Data standards. CASPs operating trading platforms must use the Digital Token Identifier (DTI) standard for all record-keeping and NCA reporting. ISO 20022 messaging standards govern the transactional data format submitted to authorities. Pre- and post-trade transparency data must flow through non-discriminatory, machine-readable public channels. These are compliance obligations with a technical dimension. A firm that delegates them entirely to IT without compliance oversight of the specific data standards the RTS demands will face supervisory problems after authorization.

What This Means for Founders

The authorization application documents an institution that already exists.
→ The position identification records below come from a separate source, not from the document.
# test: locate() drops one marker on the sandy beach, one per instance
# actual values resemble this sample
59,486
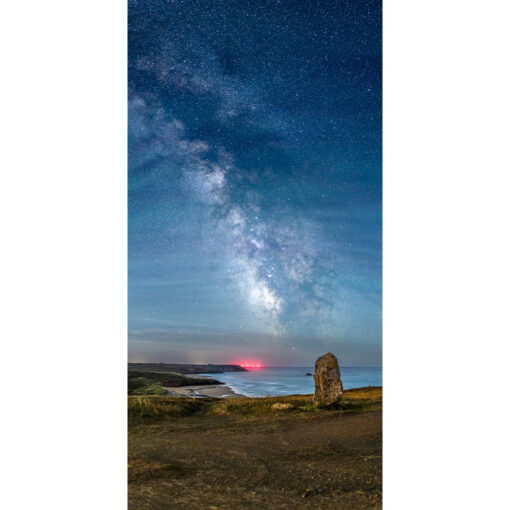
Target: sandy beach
200,391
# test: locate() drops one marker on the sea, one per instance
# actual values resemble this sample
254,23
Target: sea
276,381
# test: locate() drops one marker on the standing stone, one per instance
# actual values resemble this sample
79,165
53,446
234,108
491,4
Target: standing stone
328,385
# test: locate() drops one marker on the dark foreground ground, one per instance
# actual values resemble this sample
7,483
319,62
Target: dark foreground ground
274,453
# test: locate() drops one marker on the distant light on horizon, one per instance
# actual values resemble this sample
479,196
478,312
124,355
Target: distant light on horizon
250,364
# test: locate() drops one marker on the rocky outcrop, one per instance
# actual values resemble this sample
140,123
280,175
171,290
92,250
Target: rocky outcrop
328,385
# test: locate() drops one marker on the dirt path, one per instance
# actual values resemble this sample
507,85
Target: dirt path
316,460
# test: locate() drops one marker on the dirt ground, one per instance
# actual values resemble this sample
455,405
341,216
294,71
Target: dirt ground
327,460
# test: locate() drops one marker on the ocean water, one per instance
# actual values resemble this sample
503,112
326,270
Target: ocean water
275,381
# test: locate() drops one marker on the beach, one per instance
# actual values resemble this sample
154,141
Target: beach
214,391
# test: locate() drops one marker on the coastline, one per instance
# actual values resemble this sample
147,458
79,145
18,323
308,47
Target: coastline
203,391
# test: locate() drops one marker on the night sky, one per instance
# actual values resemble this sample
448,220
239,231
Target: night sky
255,183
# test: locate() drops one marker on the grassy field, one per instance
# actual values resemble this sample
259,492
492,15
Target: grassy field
154,383
278,452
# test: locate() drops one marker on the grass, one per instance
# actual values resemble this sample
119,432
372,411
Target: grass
153,383
152,408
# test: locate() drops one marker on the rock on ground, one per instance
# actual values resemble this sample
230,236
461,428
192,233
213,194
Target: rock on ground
328,385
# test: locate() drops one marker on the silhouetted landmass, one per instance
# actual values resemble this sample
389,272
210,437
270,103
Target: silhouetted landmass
185,369
141,382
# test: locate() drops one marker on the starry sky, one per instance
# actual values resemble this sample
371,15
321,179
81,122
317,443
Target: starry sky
255,183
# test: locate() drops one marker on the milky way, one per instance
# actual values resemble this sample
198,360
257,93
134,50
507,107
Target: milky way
254,181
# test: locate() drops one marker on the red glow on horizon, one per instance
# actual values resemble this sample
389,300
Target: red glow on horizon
250,364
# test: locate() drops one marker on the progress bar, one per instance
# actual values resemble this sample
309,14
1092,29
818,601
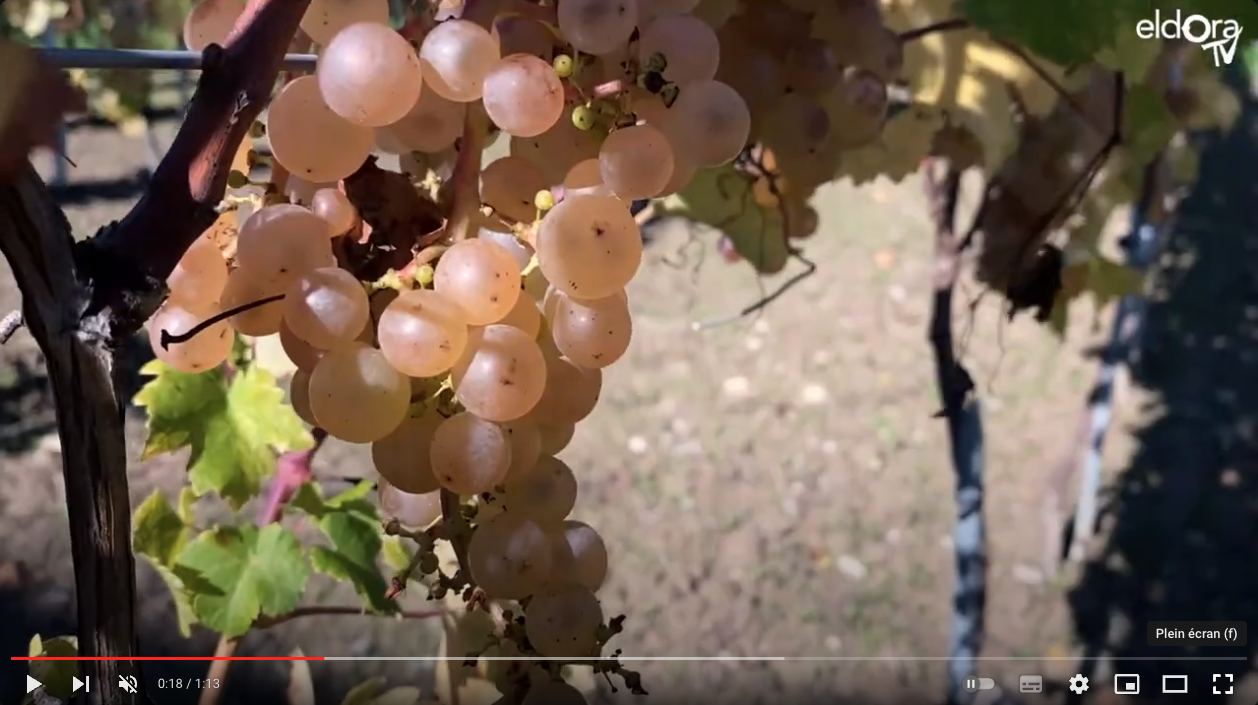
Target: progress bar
640,659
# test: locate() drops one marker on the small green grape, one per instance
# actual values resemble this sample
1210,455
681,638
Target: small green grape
564,66
584,117
424,275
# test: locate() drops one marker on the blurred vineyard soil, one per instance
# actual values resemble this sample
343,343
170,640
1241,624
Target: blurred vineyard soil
773,487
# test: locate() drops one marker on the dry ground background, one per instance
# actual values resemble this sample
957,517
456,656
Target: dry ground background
779,487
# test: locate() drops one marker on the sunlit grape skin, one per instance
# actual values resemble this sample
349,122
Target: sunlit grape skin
308,139
469,455
481,277
323,19
457,56
200,275
403,456
422,332
326,307
356,395
589,246
523,96
200,353
370,74
502,375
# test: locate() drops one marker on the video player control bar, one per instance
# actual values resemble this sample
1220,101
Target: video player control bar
1196,633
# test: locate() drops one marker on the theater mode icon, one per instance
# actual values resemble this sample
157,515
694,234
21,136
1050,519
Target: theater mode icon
1174,685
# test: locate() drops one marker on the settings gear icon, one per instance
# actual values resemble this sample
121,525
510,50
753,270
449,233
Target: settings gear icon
1078,684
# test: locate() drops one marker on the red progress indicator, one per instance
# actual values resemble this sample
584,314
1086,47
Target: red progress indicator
167,659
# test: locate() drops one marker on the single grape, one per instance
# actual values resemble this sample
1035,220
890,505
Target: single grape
411,510
356,395
555,436
433,125
508,557
210,22
688,45
589,246
554,693
584,117
580,555
279,243
481,277
526,446
203,351
457,56
562,621
523,96
598,27
591,334
335,207
424,275
242,288
298,351
423,332
545,494
308,139
370,74
708,124
523,316
562,66
469,455
200,275
798,126
812,67
571,393
635,163
323,19
300,395
502,374
510,186
404,458
326,307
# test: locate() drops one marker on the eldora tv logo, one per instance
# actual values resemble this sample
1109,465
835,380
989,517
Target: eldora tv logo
1219,37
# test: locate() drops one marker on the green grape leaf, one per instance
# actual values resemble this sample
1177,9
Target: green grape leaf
238,574
723,199
1064,32
352,525
1147,124
160,533
57,676
234,428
That is the mental model separating firms that move efficiently through the process from those that stall.

Three things determine whether a management body meets the MiCA standard:

• Collective knowledge coverage. The team, taken as a unit, must cover traditional financial markets expertise, DLT and cybersecurity proficiency, and organizational governance capability. Gaps in any domain are structural deficiencies;
• Documented structural independence. The compliance, risk, and audit functions must each have a named owner, a direct reporting line to the management body, and verified independence from the business areas they oversee. An org chart that routes compliance through a revenue-generating function will not survive NCA review;
• Real institutional substance. Time commitments must be genuine and documented. EU physical presence must reflect actual decision-making weight. Business continuity must be owned at the management body level. Data reporting must meet DTI and ISO 20022 standards from day one.

The CASP license application is the output. The compliance architecture is the foundation. Build the foundation first.